Configuring environments and adding Python extensions

You can change your default environment for Python and CPLEX in the experiment Overview.

Before you begin

Required permissions
To view environments, you can have any role in a deployment space. To edit or create environments, you must have the Editor or Admin role in the space. For more information, see Deployment space collaborator roles and permissions.

About this task

This video provides a visual method to learn the concepts and tasks in this documentation.

After you load the example in your Decision Optimization experiment, you can follow the video.

Video disclaimer: Some minor steps and graphical steps in this video might differ from your platform. The user interface is also frequently improved.

When you use the experiment UI, the necessary environments are created for you automatically. However, you can, configure the environment to be used for your solve, by changing the default environment. This environment will then be applied to all scenarios in your experiment. The environment will depend on your model type: Python, OPL, CPLEX, CPO, or Modeling Assistant.

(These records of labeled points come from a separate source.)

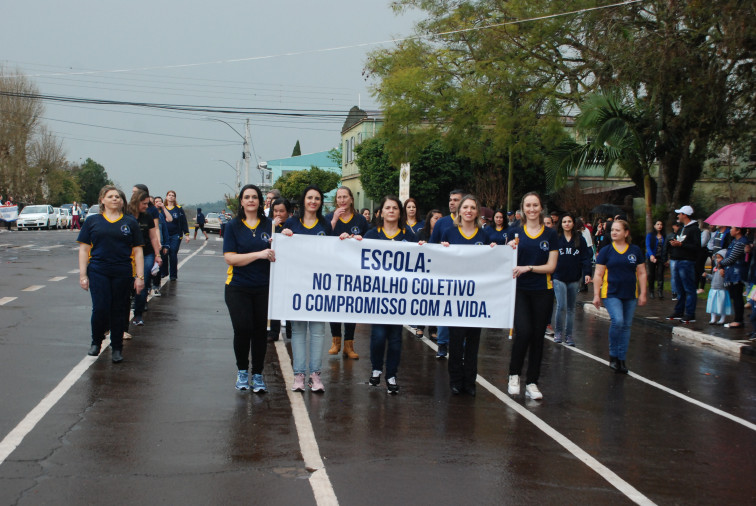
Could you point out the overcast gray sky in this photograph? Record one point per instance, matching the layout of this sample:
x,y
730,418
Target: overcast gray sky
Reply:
x,y
144,51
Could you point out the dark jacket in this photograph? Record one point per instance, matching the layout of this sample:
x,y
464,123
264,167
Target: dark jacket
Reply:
x,y
691,244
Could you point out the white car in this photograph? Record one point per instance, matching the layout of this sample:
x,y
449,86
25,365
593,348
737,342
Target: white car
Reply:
x,y
37,216
92,210
64,217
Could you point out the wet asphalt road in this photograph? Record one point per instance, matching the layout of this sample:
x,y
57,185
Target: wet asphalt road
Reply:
x,y
167,426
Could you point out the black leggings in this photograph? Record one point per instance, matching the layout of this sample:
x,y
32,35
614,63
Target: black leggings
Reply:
x,y
249,317
348,330
531,318
736,297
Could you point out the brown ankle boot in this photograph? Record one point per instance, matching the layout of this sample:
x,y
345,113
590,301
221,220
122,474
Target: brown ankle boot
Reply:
x,y
335,347
349,350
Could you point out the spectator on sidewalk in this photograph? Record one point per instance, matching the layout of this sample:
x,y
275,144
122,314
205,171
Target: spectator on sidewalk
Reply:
x,y
655,243
685,248
735,271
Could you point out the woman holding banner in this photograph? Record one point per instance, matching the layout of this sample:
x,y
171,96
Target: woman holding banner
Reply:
x,y
246,250
346,222
464,341
536,260
310,221
387,339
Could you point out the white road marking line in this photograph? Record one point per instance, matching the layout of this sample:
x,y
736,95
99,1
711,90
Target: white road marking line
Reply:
x,y
25,426
684,397
319,481
614,480
14,438
630,492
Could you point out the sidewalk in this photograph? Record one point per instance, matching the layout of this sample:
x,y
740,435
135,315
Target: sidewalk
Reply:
x,y
732,341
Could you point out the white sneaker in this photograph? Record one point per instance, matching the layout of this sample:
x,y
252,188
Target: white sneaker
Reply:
x,y
532,391
514,385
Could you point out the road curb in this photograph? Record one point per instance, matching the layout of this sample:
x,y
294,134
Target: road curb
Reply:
x,y
683,334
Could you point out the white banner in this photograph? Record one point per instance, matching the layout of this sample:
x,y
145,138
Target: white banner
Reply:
x,y
404,182
8,213
371,281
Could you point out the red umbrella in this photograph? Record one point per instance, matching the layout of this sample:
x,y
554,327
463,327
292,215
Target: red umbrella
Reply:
x,y
740,214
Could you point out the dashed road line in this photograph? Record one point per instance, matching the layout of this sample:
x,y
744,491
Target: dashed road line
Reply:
x,y
14,438
610,476
308,445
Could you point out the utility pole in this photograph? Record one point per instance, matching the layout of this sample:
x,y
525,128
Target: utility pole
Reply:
x,y
246,155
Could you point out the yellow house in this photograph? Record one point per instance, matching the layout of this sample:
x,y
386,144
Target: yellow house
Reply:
x,y
358,126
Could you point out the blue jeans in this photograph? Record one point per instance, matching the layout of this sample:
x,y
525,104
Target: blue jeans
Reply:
x,y
174,243
299,345
566,295
685,279
141,298
386,339
672,282
621,312
442,335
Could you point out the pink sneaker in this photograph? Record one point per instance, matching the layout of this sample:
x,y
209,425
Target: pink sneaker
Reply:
x,y
315,384
298,383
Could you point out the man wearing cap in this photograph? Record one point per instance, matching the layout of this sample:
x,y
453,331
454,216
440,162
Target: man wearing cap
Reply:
x,y
686,246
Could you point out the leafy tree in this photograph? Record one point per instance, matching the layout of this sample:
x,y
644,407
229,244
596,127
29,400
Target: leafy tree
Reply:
x,y
622,134
62,187
293,184
91,177
297,150
434,173
690,62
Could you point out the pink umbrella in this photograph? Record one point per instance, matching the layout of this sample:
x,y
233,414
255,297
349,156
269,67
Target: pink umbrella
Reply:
x,y
740,214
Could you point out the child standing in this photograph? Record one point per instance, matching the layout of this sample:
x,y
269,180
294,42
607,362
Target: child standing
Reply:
x,y
718,302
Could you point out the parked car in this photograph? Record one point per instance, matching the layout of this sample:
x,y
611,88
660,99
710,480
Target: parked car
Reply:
x,y
212,222
37,216
64,217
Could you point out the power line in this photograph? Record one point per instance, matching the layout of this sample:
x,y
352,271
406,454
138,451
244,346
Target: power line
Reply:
x,y
340,48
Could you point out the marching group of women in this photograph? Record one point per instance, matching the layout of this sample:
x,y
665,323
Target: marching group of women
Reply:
x,y
549,263
117,250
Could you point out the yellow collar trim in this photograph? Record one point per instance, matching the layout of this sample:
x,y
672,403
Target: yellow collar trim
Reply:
x,y
251,228
463,234
525,228
618,251
389,236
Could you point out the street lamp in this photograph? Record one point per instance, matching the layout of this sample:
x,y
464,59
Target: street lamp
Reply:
x,y
245,154
236,171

Python is used to run Decision Optimization models formulated in DOcplex in Decision Optimization experiments. Modeling Assistant models also use Python because DOcplex code is generated when models are run or deployed. Models formulated in OPL or in specific file formats for CPLEX or CP Optimizer, such as LP or CPO formats, do not use Python environments.

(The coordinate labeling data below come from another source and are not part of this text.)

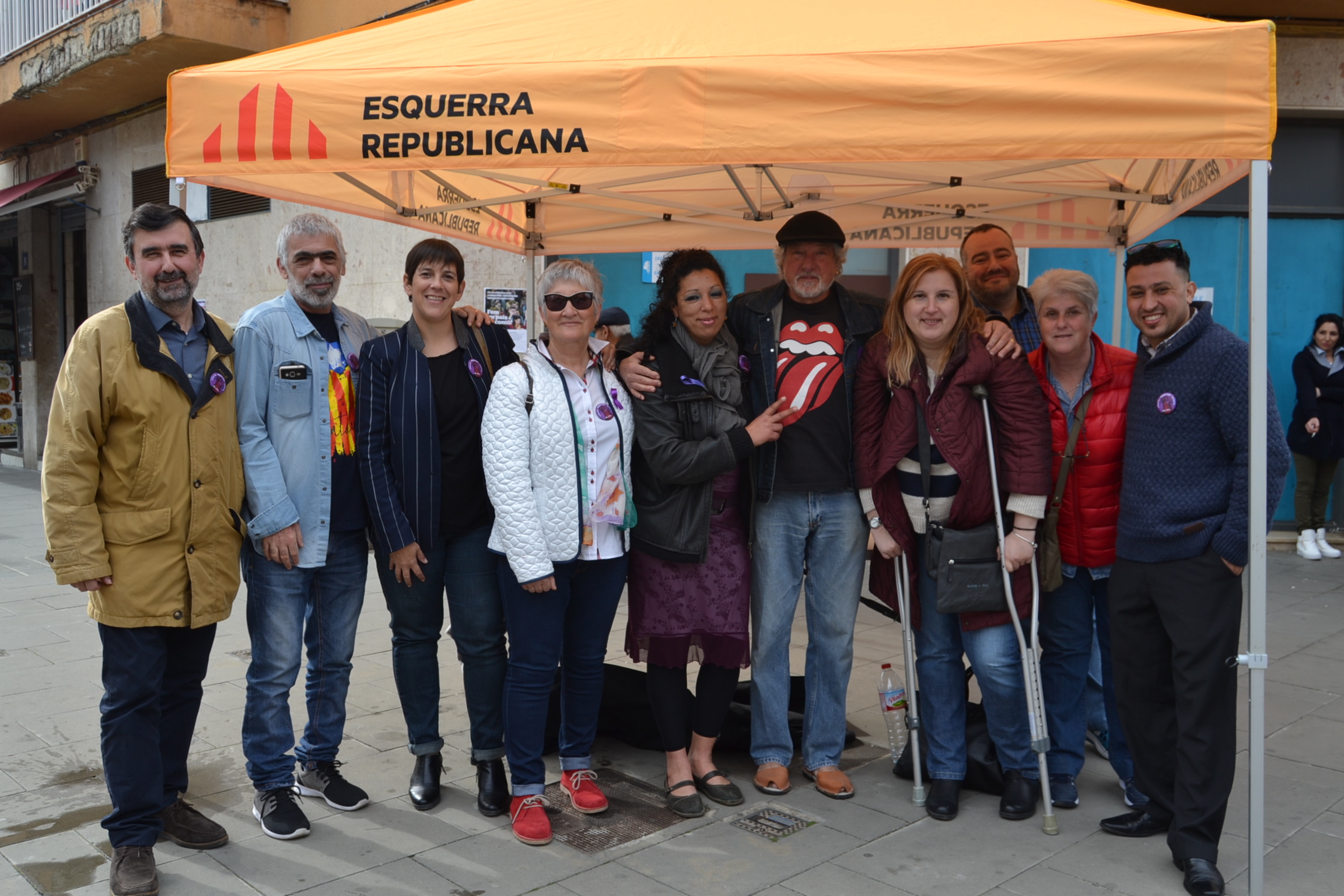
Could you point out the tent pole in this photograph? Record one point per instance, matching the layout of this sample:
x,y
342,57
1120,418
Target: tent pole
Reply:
x,y
1257,657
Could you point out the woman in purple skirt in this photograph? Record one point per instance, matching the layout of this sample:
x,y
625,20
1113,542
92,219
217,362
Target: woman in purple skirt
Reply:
x,y
690,573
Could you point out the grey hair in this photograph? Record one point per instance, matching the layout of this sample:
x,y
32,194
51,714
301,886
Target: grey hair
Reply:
x,y
307,225
570,269
842,254
1066,282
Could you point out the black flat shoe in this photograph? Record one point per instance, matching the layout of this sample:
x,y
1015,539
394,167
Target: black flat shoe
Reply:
x,y
944,799
688,806
492,796
1135,824
424,792
1020,797
726,794
1202,877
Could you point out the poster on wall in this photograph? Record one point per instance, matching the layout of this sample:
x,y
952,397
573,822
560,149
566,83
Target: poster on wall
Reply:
x,y
509,308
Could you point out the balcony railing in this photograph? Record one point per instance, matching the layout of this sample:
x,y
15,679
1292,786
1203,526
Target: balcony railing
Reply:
x,y
22,22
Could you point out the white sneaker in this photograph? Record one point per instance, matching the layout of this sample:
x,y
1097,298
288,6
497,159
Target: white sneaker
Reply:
x,y
1307,546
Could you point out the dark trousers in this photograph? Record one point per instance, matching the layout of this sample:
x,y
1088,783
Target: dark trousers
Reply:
x,y
566,629
1172,628
151,680
714,688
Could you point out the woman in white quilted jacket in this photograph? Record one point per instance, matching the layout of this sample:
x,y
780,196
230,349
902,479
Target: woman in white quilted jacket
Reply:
x,y
557,434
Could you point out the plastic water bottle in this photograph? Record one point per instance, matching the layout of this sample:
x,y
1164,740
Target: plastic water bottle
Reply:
x,y
891,698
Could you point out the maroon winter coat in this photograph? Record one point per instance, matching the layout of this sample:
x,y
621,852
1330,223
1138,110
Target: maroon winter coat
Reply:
x,y
886,432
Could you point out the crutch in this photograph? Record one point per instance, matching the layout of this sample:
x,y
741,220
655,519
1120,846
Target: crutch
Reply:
x,y
912,700
1030,659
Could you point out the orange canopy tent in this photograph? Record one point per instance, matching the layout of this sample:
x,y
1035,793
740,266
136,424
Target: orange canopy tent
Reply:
x,y
618,125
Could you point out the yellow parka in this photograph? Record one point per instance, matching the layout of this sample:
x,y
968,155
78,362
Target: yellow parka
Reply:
x,y
140,480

The Decision Optimization environment currently supports Python 3.10. The default version is Python 3.10.

The following procedure shows you how to change the default environment for DOcplex and Modeling Assistant models. This can be useful for checking if your model works with the latest version of CPLEX, or for testing your model with larger data sets that require more hardware. Or perhaps you need to update the Python version or want to include some particular Python libraries using Python extensions.

To select a different run environment for a particular scenario, see Selecting a different run environment for a particular scenario.


To change the default environment for DOcplex and Modeling Assistant models:

  1. Open the Overview, click information icon to open the Information pane, and select the Environments tab.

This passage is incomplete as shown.